I quickened my pace, adjusting the straps of the tote on my shoulder, the snow underfoot making a quiet shushing sound with each step that didn’t do much to reduce the deafening quietness of the snowday. If I maintained this pace, I will reach the bottom of the stairs just as the train pulled into the platform above. By the time I make it up the 2 flights of stairs, the last of the passengers will be shuffling into the car and I will be able to join them. I can see the platform up ahead in the distance, people huddled in groups in front of imaginary doors, ready to rush in as soon as the train pulled in.
The snow weighing down the branches of the evergreens around me would have been beautiful if I cared. I bend my head down wanting to block out the snow that was blowing into my face.
I was nearing the house, but I didn’t hear any music coming from the house. I looked up at the window, but the window was closed shut. A part of me felt betrayed. I wondered what had happened to the old lady that I imagined lived there.
I first noticed the house 5 months ago when I first moved into town and started walking down this path for my daily commute into the city. I was about 20 feet from the house when I started hearing bits of രവീന്ദ്രൻ മാഷ്’s (Ravindran Master’s) melody drifting to my ears. I closed my eyes for a second as a chill ran through my body. My eyes traveled involuntarily to the top right room of the house and I noticed that the only window in the room was cracked open an inch.
This became a daily routine for me, and I started looking forward to the 30 seconds where I got to imagine a glimpse into the life a fellow മലയാളി (Malayalee). On certain days, if the music coming from the house was unfamiliar, I would make a note of whatever words I could distinguish, and try and identify the song online once I got to work. It was a game that I played with myself to take away from the monotony that was my life.
As the days wore on, and as Summer turned to Fall, crisping up the outside air, the walls of the music room began to get invisible in my head. I could see an older woman laying in bed next to the window, wanting to get a breath of the fresh air outside. There must be a lot of dry heat in her room. I pictured myself walking up to the door and knocking on the door and introducing myself. She would invite me in for a cup of tea and we would talk about life in Kerala, sipping on the milky sugary tea, and agree on how the newgen movies that the youngsters were making these days could never compare to the classic 90s.
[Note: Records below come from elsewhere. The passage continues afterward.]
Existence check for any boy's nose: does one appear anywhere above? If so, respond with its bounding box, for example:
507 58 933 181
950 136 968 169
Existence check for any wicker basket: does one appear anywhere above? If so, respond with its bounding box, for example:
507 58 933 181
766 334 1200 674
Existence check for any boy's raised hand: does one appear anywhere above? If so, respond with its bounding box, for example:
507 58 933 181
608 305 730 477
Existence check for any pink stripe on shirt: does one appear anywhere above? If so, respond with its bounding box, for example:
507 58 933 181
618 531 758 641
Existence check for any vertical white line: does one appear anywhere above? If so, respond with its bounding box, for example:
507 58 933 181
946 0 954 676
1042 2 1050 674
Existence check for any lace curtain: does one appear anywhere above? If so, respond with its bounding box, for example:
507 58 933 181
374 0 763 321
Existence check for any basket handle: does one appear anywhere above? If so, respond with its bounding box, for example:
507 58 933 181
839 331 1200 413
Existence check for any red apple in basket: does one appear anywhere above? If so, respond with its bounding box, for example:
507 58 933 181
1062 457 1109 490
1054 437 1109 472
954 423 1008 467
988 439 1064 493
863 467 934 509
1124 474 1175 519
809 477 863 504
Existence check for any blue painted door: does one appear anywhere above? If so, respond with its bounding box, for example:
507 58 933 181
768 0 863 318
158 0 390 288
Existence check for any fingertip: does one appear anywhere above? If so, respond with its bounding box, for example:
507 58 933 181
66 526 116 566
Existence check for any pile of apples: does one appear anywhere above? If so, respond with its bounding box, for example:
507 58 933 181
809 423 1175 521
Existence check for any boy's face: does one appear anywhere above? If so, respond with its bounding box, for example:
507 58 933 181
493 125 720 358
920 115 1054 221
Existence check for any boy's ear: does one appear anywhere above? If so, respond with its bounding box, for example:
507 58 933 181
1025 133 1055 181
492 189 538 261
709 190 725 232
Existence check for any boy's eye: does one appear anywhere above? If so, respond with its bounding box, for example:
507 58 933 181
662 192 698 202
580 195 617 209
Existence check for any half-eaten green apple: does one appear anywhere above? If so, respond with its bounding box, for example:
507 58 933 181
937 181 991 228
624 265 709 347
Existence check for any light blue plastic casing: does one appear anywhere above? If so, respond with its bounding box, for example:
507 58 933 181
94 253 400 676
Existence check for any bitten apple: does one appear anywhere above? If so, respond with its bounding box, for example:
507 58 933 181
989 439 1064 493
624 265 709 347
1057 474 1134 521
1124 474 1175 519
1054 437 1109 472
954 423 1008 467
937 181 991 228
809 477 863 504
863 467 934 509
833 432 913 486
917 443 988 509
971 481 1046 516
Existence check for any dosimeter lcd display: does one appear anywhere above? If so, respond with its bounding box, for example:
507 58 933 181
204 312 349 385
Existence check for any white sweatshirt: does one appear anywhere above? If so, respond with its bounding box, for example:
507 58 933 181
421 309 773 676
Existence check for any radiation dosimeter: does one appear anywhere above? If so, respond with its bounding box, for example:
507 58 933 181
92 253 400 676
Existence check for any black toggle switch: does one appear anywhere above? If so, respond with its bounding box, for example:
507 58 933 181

Today was the first day that there was no music coming from the house. I chided myself for not having found a weekend to knock on the door and say hi. On an impulse, I started walking at an angle away from the station platform and towards the house with the music room. I hesitated at the door, trying to come up with a good reason for why I was ringing their doorbell at 7:18 in the morning. I rang the bell. No response. I waited 30 seconds and knocked on the door again. I heard a patter of soft footsteps running towards the door, and saw a wet nose pressed against the sidelight of the door. It was a corgi, his tail wagging 5mph. I heard a different set of footsteps, and the door was opened by a man of about 33 with a 2 day scruff on his face. His hair looked like he had been running his fingers through it, and there was a cowlick on the right side of his head.
“Hello” he said.
“Hi… ” I replied
He waited patiently, waiting for me to say more. His eyes looked red.
“I uh… this might sound weird, but I pass by your house everyday on my way to work each morning… and I hear music coming from the upstairs window”
I saw his face cloud over, and I backed up a couple of steps not wanting to be the latest victim of kidnapping.
“I meant to come by and introduce myself several times, but somehow that never happened. I noticed there was no music today… and I guess curiosity got the best of me” I said convinced that he must think I’m a wacko. I saw his red eyes watering a bit. Were there allergies triggered by snow?
“That was my grandmother… she passed away last Friday night”
I smacked myself for my lack of finesse.
“I’m terribly sorry. It wasn’t my intention to barge in like this. Especially when you are grieving. I’m sorry for your loss” I turned around to leave, hearing the chugchugging of the train in the distance, and knowing full well that I will not be catching my usual train that day.
“Wait. Do you want to come in for a cup of tea? It’s been terribly quiet in the house and I would love some company” he said weakly.
“I would love that” I replied pulling the phone out of my coat pocket to email my manager that I will be taking a PTO that day.